A new important notice from the IRS states that they will return any newly filed OIC application and included fees if the taxpayer has not filed all the required returns. Exceptions to current year tax returns may apply.
Two-year Deemed Acceptance
One way that an offer can be accepted is if it has been submitted for 24 months without being rejected. At the two-year mark, if nothing has been done with the offer, it will automatically be deemed accepted.
The exception to this rule is that if the tax liability is in dispute in a judicial proceeding, the 24-month period will be tolled.
OICs and Liens
Making an OIC stops enforced collection action, but a federal tax lien can still be filed. Liens do not fall under collection actions. An OIC will also not remove any liens.

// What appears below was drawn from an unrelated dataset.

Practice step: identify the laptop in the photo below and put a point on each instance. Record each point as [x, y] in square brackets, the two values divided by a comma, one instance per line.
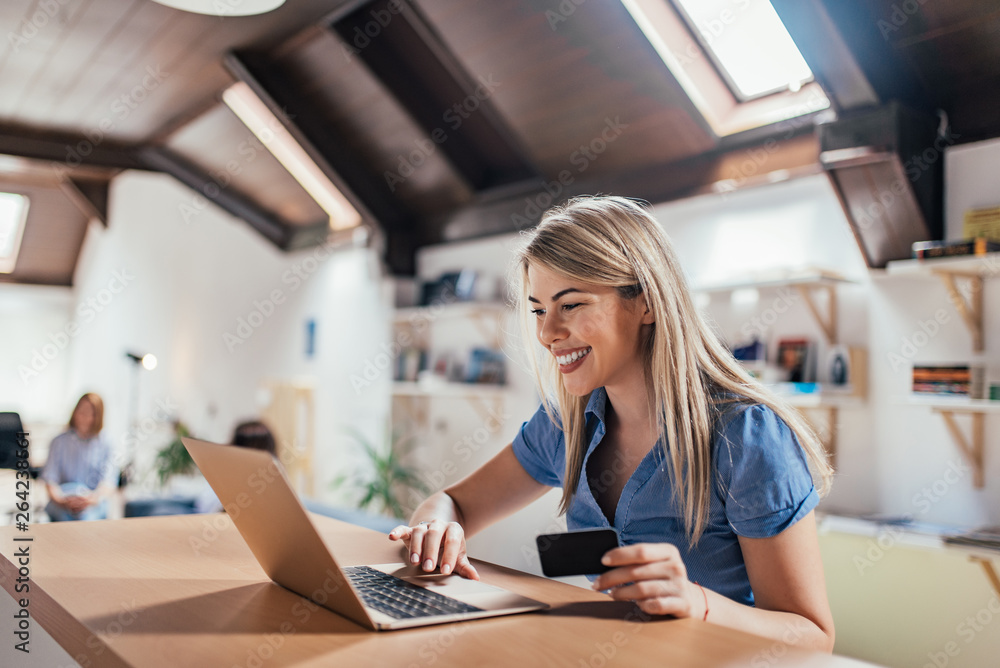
[252, 485]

Using Doubt as to Liability
Doubt as to Liability is when a client does not believe he or she owes the debt the IRS says he or she owes. Of the three types of offers, (Doubt as to Liability, Doubt as to Collectability, and Effective Tax Administration) Doubt as to Liability is rare.
This type of offer can be used when:
- The statute of limitations has run on collections.
- The tax was discharged in bankruptcy.
- The tax has not been, or was improperly, assessed.
- The tax was not actually due.
- A penalty was incorrectly assessed.
You can never use this offer if the client’s tax liability has been previously adjudicated in tax court.
The Disadvantages of OICs
While an OIC can significantly decrease the debt your client owes and give you more billable work to do outside of tax season, there are a couple major drawbacks to making an OIC that you and your client may want to consider before starting the process.
The first drawback is that making an OIC stops the statute of limitations. It is not uncommon for Offer in Compromise cases to take from a year to a year and a half, and if the statute of limitations on the client’s debt is upcoming, you may not want to make an OIC that extends that timeline.
A second drawback is that if your client does not remain compliant after an accepted OIC, his or her OIC may be voided, and the IRS will then have tons of information on your client from everything he or she had to disclose during the OIC process.